A chegada de um bebé prematuro acarreta problemas muito semelhantes. Os avanços da medicina permitem hoje que muitos bebés sobrevivam apesar do baixo peso e dos insuficientes meses de gestação. Os momentos de incerteza enquanto o bebé fica na incubadora, o seu aspecto frágil e o risco de vida nos primeiros tempos têm repercussões na forma como se organiza a relação mãe-bebé. A prematuridade pode ser considerada uma situação de risco do ponto de vista psicológico e que deve merecer a atenção dos Técnicos de Saúde.

As mães das crianças prematuras mantêm muitas vezes uma atitude excessivamente protectora ao longo de toda a sua infância e adolescência, comparadas com as mães das crianças que nasceram de termo. Estas características específicas da prematuridade (fragilidade do bebé) aumentam o risco de comportamentos parentais inadequados, marcados pelo excesso de protecção.


Estas três situações, extremamente violentas em termos psicológicos para a mulher, merecem uma avaliação e intervenção cuidadas. O momento da crise, ou seja, quando a mulher se depara com a situação e quando pede ajuda é um momento extremamente importante. Uma intervenção correcta, no momento certo pode contribuir para a contenção da ansiedade e para que a situação seja menos traumatizante naquele momento. Uma intervenção cuidada vai também contribuir para a prevenção de problemas na relação com a criança.

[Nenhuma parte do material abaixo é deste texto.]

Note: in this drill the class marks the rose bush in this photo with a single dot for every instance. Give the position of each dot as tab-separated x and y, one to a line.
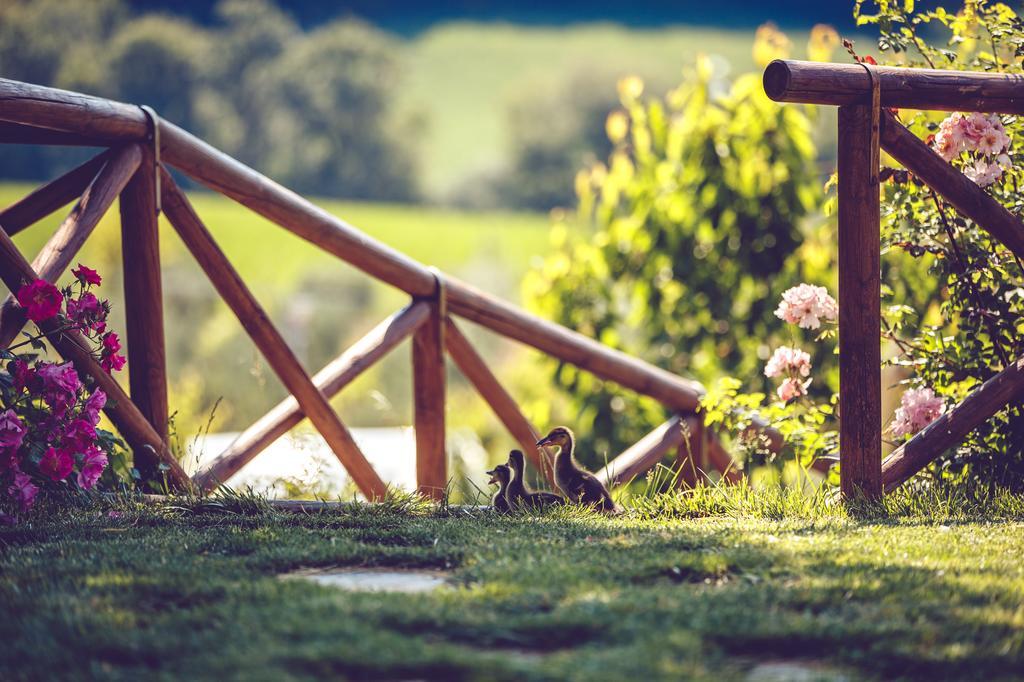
49	424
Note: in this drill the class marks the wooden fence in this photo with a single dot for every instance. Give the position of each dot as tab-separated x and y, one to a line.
138	147
863	93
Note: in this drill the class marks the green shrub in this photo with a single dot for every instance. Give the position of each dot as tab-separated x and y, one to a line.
681	244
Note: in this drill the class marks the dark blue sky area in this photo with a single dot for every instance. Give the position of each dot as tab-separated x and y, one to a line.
412	16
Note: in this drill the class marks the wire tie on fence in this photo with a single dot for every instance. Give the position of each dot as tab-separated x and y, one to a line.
876	119
153	126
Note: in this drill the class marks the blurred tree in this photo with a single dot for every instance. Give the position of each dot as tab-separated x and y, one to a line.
251	34
37	36
684	239
326	116
161	61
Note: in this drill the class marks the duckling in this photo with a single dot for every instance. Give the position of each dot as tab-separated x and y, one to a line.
577	483
500	475
518	494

A abordagem deve ser imediata e o modo de escuta do psicólogo deve ser empático e activo, permitindo a verbalização da ansiedade, da culpa, dos sentimentos de luto e das fantasias. É essencial que o estilo parental seja avaliado e que seja iniciada uma intervenção onde os comportamentos positivos são desenvolvidos e o estilo parental marcado pela ansiedade e super-protecção é desencorajado.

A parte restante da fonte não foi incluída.